Lawmakers from the two parties remain far from consensus on high-profile tax and budget questions, but the Iowa legislature has unanimously approved its first tax bill of the 2015 session. Senate File 126 (full text here) passed the Iowa Senate by 49 votes to 0 on February 4 and passed the Iowa House by 95 votes to 0 today. It “conforms Iowa’s revenue laws to incorporate federal changes” made during 2014. O.Kay Henderson reported for Radio Iowa,
The bill would extend a tax break to Iowa business owners, allowing them to claim the first half a million dollars worth of new equipment purchases as a tax deduction for the business. It also allows Iowa teachers to claim a tax credit for up to $250 for the supplies, equipment and materials used in their classroom.

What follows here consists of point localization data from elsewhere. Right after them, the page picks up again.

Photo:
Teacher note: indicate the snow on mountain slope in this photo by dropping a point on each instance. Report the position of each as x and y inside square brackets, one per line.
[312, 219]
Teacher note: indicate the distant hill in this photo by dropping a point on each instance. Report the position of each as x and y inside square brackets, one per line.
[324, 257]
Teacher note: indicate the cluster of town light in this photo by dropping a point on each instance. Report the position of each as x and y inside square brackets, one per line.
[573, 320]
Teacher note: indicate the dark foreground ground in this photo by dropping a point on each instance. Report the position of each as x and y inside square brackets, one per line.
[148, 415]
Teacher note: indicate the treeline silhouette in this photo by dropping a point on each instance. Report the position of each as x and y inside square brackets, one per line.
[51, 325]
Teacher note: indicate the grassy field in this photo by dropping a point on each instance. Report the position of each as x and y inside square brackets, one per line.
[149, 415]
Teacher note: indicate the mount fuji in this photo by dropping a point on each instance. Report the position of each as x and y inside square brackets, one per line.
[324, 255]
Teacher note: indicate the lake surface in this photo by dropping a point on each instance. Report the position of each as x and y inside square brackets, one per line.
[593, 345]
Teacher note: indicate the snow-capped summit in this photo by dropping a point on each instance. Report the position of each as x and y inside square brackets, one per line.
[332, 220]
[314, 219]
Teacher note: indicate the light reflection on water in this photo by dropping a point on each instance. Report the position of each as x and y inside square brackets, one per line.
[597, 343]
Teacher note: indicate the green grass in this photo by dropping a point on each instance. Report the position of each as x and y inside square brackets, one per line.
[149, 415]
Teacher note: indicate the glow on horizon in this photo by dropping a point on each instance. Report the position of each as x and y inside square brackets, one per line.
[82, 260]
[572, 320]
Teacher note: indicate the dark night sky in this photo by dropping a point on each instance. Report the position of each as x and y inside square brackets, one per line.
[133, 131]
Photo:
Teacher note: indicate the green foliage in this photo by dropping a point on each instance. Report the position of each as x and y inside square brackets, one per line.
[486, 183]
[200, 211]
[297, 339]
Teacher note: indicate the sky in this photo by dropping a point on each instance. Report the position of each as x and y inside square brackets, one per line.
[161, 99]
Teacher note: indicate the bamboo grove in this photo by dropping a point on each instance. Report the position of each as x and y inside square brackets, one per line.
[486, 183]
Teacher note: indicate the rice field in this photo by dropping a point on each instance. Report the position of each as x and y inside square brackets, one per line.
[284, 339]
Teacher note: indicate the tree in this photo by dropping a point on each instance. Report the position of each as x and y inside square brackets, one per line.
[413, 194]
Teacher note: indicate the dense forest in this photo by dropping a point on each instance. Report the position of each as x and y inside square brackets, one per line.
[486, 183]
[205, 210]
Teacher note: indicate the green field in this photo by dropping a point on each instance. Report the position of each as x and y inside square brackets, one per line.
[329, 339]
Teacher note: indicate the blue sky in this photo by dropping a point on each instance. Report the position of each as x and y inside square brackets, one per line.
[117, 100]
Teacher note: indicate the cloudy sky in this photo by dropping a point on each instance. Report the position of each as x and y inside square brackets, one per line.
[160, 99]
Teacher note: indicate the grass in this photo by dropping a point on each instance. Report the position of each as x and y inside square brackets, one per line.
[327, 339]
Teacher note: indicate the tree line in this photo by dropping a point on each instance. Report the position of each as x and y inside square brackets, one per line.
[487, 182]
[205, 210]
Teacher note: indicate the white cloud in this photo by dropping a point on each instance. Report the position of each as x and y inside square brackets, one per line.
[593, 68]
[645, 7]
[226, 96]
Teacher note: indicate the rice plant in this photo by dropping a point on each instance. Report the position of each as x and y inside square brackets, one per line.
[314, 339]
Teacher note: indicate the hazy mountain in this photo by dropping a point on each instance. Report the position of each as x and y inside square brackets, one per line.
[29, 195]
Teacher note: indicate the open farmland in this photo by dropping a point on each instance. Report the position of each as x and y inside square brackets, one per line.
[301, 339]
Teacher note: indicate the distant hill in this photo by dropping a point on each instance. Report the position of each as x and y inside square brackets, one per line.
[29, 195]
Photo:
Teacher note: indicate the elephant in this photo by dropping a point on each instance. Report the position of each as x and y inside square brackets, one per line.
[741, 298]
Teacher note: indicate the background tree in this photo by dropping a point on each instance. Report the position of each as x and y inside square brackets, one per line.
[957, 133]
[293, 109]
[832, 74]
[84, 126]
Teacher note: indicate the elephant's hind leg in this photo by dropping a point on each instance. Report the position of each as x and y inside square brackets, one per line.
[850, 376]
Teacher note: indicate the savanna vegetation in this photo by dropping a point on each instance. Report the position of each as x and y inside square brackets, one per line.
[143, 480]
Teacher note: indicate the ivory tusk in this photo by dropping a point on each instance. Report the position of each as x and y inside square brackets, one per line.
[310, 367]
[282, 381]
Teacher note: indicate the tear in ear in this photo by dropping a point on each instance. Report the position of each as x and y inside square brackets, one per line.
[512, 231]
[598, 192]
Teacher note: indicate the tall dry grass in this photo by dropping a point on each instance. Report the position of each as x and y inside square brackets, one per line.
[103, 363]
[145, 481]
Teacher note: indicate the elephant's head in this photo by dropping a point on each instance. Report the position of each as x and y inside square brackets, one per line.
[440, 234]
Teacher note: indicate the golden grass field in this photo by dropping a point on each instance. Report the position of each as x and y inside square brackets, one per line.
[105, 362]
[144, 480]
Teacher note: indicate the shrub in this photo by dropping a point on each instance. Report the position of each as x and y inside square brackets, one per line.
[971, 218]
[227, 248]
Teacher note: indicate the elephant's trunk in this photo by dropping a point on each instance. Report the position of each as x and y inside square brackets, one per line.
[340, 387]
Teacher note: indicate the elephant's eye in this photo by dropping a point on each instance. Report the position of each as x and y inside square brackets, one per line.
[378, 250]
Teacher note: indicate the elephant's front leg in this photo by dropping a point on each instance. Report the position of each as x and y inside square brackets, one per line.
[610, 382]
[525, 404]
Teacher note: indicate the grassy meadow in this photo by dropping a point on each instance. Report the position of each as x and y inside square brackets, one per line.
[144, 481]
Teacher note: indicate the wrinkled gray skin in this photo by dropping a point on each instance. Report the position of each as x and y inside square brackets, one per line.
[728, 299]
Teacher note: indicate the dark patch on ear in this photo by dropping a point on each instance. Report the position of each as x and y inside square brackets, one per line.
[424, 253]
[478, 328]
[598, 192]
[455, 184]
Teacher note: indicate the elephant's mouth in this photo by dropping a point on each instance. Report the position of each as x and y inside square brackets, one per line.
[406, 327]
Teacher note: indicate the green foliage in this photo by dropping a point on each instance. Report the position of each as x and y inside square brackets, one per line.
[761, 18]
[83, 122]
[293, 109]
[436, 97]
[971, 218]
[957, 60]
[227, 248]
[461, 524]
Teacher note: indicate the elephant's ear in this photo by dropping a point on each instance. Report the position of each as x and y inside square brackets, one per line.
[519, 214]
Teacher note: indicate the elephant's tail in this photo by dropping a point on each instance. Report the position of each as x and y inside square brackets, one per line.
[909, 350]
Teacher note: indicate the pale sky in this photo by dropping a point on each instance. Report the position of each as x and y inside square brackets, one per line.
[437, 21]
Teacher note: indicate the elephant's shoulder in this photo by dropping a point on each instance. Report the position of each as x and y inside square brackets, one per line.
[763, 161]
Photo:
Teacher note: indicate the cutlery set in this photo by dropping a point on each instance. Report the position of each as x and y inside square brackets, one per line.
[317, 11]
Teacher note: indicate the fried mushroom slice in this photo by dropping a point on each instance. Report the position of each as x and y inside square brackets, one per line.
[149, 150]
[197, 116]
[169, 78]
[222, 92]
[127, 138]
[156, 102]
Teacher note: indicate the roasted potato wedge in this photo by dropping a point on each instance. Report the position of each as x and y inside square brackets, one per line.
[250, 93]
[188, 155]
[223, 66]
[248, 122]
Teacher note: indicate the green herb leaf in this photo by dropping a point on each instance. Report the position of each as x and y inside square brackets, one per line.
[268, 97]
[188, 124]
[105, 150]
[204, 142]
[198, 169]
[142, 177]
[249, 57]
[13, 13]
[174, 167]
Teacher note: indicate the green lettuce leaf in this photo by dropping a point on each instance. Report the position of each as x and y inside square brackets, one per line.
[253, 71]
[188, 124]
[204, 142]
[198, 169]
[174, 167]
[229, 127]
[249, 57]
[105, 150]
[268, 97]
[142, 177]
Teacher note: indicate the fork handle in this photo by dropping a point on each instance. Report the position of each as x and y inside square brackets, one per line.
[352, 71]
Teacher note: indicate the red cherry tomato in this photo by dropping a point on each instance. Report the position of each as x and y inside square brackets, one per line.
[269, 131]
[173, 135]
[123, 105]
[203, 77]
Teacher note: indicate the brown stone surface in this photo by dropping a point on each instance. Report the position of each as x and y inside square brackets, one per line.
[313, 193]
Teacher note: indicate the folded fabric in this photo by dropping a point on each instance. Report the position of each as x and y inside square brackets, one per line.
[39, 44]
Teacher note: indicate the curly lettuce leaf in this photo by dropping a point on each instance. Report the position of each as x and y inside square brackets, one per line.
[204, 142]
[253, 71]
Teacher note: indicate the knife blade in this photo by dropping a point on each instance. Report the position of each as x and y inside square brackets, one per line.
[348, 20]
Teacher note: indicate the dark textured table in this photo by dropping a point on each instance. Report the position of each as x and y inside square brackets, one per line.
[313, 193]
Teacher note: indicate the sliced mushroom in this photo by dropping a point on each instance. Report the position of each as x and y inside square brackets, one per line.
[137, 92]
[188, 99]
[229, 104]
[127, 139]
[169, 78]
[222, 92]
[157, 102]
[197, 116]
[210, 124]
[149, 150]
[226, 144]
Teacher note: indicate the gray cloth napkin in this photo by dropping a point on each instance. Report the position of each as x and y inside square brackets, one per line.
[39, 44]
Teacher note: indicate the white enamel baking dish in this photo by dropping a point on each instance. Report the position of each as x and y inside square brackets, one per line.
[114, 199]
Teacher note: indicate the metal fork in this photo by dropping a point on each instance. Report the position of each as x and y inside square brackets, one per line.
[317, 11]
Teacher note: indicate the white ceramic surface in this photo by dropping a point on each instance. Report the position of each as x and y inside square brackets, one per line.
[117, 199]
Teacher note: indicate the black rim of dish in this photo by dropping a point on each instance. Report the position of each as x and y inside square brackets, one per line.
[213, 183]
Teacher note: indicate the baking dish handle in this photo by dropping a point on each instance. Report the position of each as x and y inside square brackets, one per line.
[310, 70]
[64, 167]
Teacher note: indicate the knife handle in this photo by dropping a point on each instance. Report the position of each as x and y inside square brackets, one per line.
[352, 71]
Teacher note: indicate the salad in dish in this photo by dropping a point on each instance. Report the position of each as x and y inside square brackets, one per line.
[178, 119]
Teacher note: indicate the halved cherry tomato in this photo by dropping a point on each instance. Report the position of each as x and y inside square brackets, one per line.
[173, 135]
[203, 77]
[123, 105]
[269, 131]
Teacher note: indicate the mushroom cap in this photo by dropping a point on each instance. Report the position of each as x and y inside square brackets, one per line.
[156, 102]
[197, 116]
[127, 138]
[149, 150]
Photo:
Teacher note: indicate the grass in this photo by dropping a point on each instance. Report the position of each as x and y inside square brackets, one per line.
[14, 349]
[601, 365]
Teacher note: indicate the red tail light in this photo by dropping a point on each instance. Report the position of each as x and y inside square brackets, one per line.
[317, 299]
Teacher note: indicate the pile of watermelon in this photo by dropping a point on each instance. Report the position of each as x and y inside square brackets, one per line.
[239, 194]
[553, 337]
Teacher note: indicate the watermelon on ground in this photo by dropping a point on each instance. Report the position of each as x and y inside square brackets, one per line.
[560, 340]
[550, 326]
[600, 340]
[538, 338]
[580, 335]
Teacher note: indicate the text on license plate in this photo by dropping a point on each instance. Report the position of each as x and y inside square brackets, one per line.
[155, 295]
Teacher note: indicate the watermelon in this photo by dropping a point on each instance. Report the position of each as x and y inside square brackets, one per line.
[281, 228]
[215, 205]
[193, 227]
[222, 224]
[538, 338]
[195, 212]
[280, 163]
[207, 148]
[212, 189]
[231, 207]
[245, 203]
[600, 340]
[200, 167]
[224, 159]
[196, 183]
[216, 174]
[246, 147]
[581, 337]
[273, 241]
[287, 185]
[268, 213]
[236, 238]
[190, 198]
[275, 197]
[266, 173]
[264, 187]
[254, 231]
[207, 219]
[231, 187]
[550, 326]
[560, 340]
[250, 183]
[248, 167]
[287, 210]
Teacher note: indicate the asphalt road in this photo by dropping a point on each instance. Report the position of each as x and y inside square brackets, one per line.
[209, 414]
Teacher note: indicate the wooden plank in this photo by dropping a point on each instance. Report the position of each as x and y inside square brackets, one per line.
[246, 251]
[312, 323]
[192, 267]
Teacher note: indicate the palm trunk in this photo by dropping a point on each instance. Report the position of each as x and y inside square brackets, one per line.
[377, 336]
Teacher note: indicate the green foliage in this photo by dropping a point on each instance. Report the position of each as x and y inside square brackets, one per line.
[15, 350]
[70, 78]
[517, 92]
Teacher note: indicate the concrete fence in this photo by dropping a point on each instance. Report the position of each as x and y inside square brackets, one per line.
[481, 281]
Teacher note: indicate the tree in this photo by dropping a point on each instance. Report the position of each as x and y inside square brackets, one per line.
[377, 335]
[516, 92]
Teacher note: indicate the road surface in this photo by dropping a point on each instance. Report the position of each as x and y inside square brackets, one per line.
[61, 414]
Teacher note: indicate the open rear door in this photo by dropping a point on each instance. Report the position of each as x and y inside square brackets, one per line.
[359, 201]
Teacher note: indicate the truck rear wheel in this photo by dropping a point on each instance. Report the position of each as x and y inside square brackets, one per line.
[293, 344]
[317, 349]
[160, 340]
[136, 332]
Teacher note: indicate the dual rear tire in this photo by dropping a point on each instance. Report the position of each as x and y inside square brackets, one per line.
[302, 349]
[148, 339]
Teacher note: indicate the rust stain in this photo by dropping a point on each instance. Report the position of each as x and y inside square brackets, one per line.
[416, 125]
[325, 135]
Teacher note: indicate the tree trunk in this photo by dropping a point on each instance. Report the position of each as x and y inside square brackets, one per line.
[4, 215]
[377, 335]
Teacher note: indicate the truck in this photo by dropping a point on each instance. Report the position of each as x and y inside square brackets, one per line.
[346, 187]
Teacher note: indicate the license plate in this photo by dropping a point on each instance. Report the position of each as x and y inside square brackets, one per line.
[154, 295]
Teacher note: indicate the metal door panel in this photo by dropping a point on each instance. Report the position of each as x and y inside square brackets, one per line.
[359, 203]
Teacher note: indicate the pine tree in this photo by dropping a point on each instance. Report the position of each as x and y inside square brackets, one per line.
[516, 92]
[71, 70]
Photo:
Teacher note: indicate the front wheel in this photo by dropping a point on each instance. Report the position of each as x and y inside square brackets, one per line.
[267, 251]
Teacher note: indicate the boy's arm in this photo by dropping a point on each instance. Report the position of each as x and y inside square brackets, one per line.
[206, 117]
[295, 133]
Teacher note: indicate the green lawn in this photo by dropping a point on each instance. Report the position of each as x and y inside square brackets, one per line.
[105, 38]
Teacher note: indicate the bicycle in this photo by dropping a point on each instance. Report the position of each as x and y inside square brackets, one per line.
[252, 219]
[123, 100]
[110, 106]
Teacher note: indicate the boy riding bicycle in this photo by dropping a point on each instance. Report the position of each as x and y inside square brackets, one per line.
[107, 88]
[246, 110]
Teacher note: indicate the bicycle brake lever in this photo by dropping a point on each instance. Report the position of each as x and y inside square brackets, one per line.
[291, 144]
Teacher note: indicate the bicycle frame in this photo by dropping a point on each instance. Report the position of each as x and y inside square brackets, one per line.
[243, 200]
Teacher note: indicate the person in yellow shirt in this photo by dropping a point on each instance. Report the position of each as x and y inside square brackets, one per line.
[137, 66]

Unlike most bills, which take effect on July 1 (at the start of the next fiscal year), SF 126 “takes effect upon enactment” and “applies retroactively to January 1, 2014, for tax years beginning on or after that date.” The fiscal note indicates that this bill will reduce state tax revenue by $98.98 million in the current fiscal year. About $83.5 million of that comes from one part of the bill:
Of the extended provisions, the most significant from a fiscal impact perspective is the extension of favorable depreciation expensing known as “Section 179 expensing.” This provision allows business taxpayers (including corporate taxpayers and business entities taxed through the individual income tax) to write off additional depreciation in the year a qualified depreciable asset is placed in service. Since the provision accelerates the claiming of depreciation, the provision reduces taxes owed in the first year, but increases taxes owed in later years.
Looking through the lobbyist declarations, I didn’t see any lobbyists registered against this bill. The Iowa Society of Public Accountants, Deere & Company, Iowa Community Foundations, and the Iowa Farm Bureau Federation all registered in favor. Speaking to Radio Iowa, Republican State Representative Chris Hagenow said certified public accountants and tax preparers had told lawmakers “this is a priority for them” to provide “certainty” going into tax season.